Everyone agreed to this, and before long the other men were setting up their pallets. Gúthwyn watched them, still standing beside Heorot. She did not think she would be able to go to sleep tonight, not with the Wargs around them. Who knew if they would see a camp of slumbering men and decide the time was ripe for attack?


She jumped slightly, and turned to see Éomer approaching her. He had removed the bulk of his armor, namely the breastplate, and was wearing a green cloak over a simple tunic and leggings. "Are you coming?"

"I am sorry for what happened earlier," she apologized suddenly, hardly able to look at him for embarrassment. "I should not have—"

He made a motion to silence her. "Your fears are understandable," he told her, stepping closer.
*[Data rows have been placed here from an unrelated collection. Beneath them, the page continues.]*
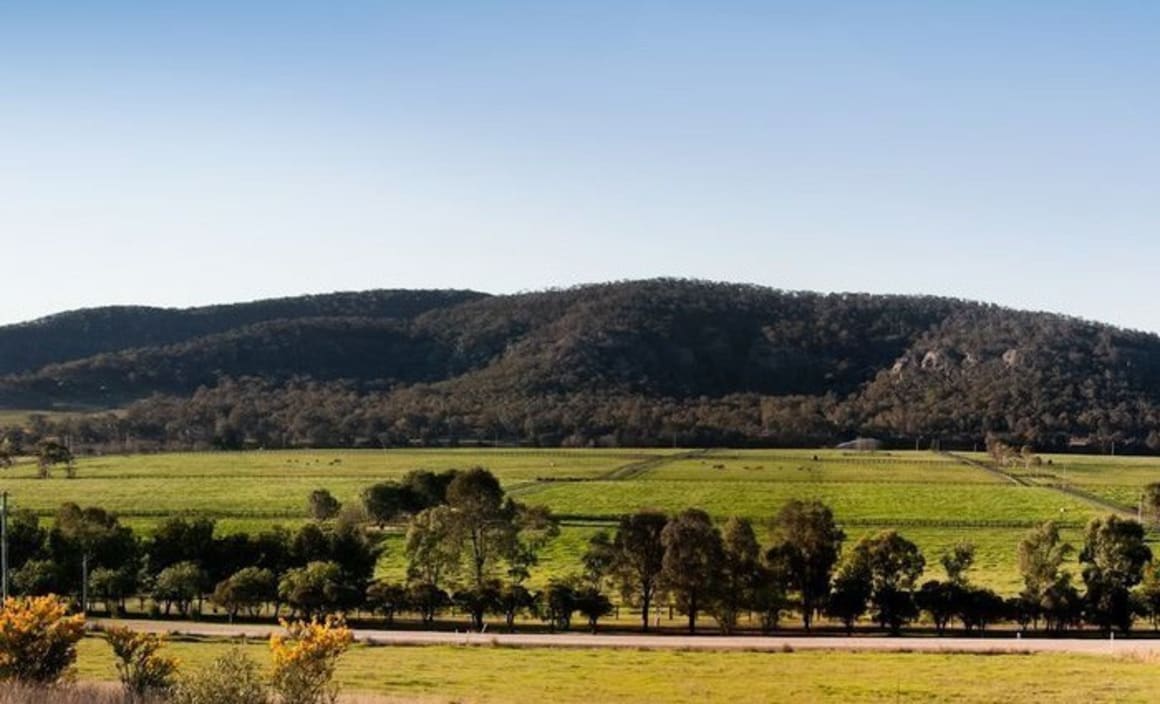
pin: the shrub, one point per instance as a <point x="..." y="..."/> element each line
<point x="142" y="668"/>
<point x="37" y="639"/>
<point x="305" y="658"/>
<point x="231" y="679"/>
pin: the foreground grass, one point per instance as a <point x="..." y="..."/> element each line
<point x="581" y="676"/>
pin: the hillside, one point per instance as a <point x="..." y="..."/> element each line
<point x="625" y="363"/>
<point x="78" y="334"/>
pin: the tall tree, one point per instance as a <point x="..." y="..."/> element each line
<point x="639" y="557"/>
<point x="50" y="454"/>
<point x="893" y="565"/>
<point x="805" y="549"/>
<point x="740" y="573"/>
<point x="1114" y="557"/>
<point x="1042" y="552"/>
<point x="693" y="559"/>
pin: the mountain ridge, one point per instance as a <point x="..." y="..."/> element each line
<point x="713" y="361"/>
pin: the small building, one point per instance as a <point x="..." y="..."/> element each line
<point x="862" y="444"/>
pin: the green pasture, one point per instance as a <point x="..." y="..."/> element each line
<point x="784" y="466"/>
<point x="878" y="503"/>
<point x="486" y="674"/>
<point x="929" y="498"/>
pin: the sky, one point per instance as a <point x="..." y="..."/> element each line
<point x="185" y="153"/>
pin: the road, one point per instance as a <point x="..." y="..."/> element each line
<point x="1006" y="643"/>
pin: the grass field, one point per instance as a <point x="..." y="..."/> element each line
<point x="932" y="499"/>
<point x="487" y="674"/>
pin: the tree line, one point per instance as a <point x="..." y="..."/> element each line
<point x="472" y="549"/>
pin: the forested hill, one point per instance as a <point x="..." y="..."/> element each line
<point x="625" y="363"/>
<point x="79" y="334"/>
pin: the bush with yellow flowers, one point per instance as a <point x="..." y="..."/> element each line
<point x="305" y="659"/>
<point x="143" y="669"/>
<point x="37" y="639"/>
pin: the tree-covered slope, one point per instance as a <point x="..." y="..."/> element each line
<point x="78" y="334"/>
<point x="632" y="362"/>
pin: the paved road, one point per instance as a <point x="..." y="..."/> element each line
<point x="705" y="643"/>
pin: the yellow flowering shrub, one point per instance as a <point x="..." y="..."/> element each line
<point x="37" y="639"/>
<point x="305" y="658"/>
<point x="143" y="669"/>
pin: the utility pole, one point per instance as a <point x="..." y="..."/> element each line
<point x="84" y="585"/>
<point x="4" y="545"/>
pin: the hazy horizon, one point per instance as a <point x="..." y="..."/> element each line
<point x="217" y="153"/>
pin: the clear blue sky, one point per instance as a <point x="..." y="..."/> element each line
<point x="186" y="153"/>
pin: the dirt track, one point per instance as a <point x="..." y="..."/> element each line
<point x="1006" y="643"/>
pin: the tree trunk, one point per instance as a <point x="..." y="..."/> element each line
<point x="645" y="603"/>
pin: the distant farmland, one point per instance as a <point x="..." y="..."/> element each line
<point x="933" y="499"/>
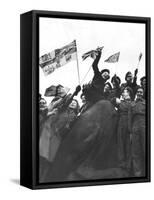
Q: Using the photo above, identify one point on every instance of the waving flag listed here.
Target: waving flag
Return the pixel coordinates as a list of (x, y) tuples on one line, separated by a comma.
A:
[(58, 58), (114, 58), (91, 53)]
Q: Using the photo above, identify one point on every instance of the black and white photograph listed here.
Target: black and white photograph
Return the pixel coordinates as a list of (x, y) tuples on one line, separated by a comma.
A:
[(92, 100)]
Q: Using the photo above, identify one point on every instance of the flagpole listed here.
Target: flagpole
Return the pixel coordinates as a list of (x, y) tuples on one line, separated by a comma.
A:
[(139, 59), (77, 64)]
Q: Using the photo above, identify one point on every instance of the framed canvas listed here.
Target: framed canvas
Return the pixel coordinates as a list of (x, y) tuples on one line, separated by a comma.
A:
[(85, 99)]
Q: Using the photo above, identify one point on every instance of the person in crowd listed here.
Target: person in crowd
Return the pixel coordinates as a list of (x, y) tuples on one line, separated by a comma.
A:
[(130, 82), (123, 132), (137, 114), (107, 91), (143, 85), (94, 90), (116, 90), (84, 106), (57, 125)]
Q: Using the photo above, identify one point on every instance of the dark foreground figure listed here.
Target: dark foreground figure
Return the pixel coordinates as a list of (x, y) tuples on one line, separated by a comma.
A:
[(90, 149)]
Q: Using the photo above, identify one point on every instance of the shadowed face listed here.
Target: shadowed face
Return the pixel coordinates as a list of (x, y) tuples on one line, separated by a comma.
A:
[(129, 77), (83, 99), (73, 104), (126, 94), (106, 88), (139, 93), (61, 91), (42, 103), (143, 83), (105, 75)]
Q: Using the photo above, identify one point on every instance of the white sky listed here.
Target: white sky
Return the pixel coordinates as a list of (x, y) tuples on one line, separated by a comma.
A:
[(128, 38)]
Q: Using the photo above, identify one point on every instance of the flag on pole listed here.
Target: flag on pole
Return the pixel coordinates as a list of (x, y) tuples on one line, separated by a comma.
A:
[(58, 58), (140, 56), (114, 58), (91, 53)]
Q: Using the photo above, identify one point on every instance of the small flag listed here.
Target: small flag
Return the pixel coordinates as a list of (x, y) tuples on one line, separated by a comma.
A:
[(91, 53), (114, 58), (52, 90), (140, 56), (58, 58)]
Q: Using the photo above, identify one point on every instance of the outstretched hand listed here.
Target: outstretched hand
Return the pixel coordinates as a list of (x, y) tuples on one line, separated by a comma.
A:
[(136, 71), (78, 88)]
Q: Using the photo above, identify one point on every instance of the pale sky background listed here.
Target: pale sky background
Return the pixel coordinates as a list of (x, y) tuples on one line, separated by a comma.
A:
[(128, 38)]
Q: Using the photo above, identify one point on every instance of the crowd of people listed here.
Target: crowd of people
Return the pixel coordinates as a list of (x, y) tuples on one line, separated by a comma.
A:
[(128, 100)]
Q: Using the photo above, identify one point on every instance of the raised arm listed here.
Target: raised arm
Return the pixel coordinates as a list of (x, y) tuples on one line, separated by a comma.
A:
[(135, 77), (95, 63), (68, 98)]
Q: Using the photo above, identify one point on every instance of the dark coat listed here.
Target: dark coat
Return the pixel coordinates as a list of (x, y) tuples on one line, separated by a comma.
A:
[(123, 135), (138, 136)]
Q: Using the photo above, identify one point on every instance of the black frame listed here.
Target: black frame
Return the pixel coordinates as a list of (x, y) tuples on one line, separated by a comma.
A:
[(29, 85)]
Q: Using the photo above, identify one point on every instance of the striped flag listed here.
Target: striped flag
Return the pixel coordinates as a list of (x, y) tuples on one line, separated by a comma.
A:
[(91, 53), (114, 58), (58, 58)]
A firm hand was laid on her arm, which she had folded over her stomach. "Come," he said. "You will need your rest for tomorrow."

"I do not think I will get any," she whispered, shaking her head.

"You cannot just stand next to Heorot all night," he replied, and though he did have a point, she was not altogether willing to lie down and let herself become vulnerable to nightmares.

"What shall I do, then?" she asked.

"I would suggest putting your things beside mine, but all the other men lie near me," Éomer answered, casting a glance over at the huddled lumps on the ground.

"No, I will do that," she said. He would make her feel safe. She was not concerned about the guards. They were trustworthy, and even if she slept amongst them she knew their minds would not turn to dishonorable thoughts about her.

"Are you sure?" he wanted to know, eyeing the guards doubtfully.

"Yes." It was either that, or go closer to where Aragorn, Legolas, and Gimli were sleeping, and under no circumstances would she willfully approach the Elf—especially after what had happened in the Hornburg.

Éomer waited while she retrieved her pack, then led her to where he had laid his own pallet. She put hers down close to it, relieved to have his protection from the Wargs. As much as she hated to admit it, she was still terrified of the creatures. Even after slaying four of them on the way to Helm's Deep, she was nowhere close to overcoming her fear.

"Goodnight," Éomer murmured to her as she settled down.

"Goodnight," she replied, but when her eyes closed the dreamy whispers of sleep did not assail her. For nearly two hours she was wide awake, listening to the silence that shrouded the camp, her mind alternately tossing between the gleaming eyes and the fates of the slaves at Isengard.

Midnight had passed when suddenly one of the watchmen gave a cry, rousing everyone in the camp. Gúthwyn opened her eyes and saw that, though the stars remained in the sky, the moon was not there. Then she turned to where the men were now pointing. All of the blood drained out of her face.

On either side of the river, rolling slowly towards them, was a darkness thicker than anything she had ever seen before. A great rustling noise sounded from within it, yet it was impossible to see what lay inside its depths. Panicking, Gúthwyn all but flung herself backwards in an attempt to get away from it. Something seized her chest, making it harder to breathe… harder to think… harder to move…

"Stay where you are!" Gandalf warned them. "Draw no weapons! Wait! and it will pass you by!"

Éomer's hand clamped down on her shoulder just as the darkness swallowed the camp. The rustling grew louder. Gúthwyn squirmed under her brother's grip, terrified of this thing, this thing that was threatening to destroy her. Yet he would not release her. Nothing could she see around her, not even Éomer. And then the voices came, swirling around her with the shadows.

You are pathetic… worthless…

A useless whore…

Borogor loved you, and you betrayed him…

It was as if a great pillow had been pressed over her mouth and nose. Gúthwyn choked as the breath left her body, then felt a speeding darkness overcome her that had nothing to do with that which surrounded them. She wavered, and fainted.